Rodgers' reaction to the Red Imps defeat was beyond parody, really. "Of course you are disappointed to lose," he said. "It was difficult, of course. They set up 5-4-1, and it doesn't matter the team, the level. Teams have good organisation, 11 players behind the ball." That all makes some sort of sense, until you consider the fact that – wait a minute – this was a bunch of semi-professionals from an overseas territory with a single viable football stadium. Celtic have a squad made up of highly paid professionals, and it really isn't too much to ask that they break a compact defence down.

"Throw the pitch into it, and it's very, very tough for the players," Rodgers continued. "But we created enough chances, and their keeper made fantastic saves." Now, these ludicrous justifications might not matter too much when it's a two-legged tie against the Lincoln Red Imps, and the situation is salvageable. When it's a narrow defeat to Rangers at Ibrox, however, similar attempts to deflect blame will send supporters utterly spare.

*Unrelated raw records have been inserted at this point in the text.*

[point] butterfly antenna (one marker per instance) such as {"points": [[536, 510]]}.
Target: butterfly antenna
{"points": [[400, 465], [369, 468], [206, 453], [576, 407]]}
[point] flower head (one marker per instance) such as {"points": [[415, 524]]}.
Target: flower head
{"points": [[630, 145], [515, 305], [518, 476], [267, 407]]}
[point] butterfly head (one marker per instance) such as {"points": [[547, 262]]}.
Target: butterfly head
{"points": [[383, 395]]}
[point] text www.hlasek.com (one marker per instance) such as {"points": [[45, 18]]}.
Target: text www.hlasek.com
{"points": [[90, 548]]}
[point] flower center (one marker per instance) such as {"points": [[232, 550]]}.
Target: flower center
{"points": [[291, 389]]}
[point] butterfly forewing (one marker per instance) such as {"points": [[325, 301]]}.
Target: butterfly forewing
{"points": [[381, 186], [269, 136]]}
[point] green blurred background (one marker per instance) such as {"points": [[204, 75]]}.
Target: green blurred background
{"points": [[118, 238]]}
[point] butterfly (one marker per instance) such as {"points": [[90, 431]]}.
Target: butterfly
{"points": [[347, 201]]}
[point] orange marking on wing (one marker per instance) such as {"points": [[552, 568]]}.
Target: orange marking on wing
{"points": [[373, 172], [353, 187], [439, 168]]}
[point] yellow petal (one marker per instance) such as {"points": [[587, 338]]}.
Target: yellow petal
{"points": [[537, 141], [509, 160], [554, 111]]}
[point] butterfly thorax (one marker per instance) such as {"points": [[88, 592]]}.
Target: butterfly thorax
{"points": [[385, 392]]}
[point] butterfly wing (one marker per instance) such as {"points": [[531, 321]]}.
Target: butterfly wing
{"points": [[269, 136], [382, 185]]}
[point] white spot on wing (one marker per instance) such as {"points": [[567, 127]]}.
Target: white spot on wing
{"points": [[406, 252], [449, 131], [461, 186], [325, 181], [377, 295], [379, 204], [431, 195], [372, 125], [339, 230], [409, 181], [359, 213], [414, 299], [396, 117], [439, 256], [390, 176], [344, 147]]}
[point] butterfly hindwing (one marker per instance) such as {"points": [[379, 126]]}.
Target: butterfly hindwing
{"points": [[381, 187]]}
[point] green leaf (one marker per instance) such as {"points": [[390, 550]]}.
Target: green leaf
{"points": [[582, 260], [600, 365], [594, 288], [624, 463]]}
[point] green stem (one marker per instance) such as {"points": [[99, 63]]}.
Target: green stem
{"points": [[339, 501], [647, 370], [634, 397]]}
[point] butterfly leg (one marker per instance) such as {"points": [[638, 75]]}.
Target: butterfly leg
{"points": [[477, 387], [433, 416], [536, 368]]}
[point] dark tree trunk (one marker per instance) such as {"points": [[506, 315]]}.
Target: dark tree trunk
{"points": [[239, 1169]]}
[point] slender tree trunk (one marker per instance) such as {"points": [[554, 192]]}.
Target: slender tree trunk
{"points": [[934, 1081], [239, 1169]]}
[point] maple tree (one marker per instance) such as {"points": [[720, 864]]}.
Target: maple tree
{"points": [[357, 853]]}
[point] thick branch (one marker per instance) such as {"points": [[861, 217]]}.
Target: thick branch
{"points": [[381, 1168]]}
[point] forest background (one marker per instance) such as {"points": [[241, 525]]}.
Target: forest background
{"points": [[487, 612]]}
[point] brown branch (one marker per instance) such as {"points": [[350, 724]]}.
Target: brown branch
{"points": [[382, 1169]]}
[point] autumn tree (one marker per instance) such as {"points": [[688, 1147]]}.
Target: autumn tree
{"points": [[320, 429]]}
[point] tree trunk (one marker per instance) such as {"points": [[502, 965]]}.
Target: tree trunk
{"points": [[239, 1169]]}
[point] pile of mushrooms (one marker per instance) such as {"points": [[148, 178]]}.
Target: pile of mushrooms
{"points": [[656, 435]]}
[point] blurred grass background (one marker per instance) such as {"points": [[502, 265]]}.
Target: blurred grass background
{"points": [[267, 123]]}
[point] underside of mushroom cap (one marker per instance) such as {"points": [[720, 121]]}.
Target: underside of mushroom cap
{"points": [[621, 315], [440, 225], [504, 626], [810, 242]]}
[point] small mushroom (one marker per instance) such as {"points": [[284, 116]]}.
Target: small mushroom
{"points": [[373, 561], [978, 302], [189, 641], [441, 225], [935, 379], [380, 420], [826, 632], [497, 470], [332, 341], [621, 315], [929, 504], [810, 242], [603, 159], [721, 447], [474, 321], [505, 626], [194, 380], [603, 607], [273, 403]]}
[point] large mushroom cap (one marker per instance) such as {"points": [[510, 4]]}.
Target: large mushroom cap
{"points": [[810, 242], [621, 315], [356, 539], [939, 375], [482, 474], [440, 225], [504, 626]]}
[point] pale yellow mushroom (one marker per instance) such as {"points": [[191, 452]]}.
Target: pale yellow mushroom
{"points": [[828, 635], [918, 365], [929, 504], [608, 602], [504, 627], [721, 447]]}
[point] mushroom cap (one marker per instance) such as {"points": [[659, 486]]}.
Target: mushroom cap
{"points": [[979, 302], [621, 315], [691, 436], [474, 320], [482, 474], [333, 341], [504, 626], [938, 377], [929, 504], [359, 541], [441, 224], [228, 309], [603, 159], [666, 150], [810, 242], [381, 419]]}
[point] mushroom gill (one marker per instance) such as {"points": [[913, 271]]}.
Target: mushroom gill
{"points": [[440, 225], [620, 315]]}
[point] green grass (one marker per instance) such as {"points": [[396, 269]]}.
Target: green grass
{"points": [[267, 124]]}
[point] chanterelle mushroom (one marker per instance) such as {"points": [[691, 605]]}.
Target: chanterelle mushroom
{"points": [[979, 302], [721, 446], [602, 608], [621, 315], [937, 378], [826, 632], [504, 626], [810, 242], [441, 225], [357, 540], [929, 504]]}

If Rodgers is going to maintain positivity amongst the fanbase, he either needs to rewrite his personal book of stock platitudes, or take a different approach to critiquing his side. While there's little point in lambasting the squad, he has to at least seem genuine in his appraisals. From Celtic's perspective, losing to a team of Gibraltan public sector workers is unacceptable. There's no shame in saying so. Indeed, to claim otherwise is transparently insincere.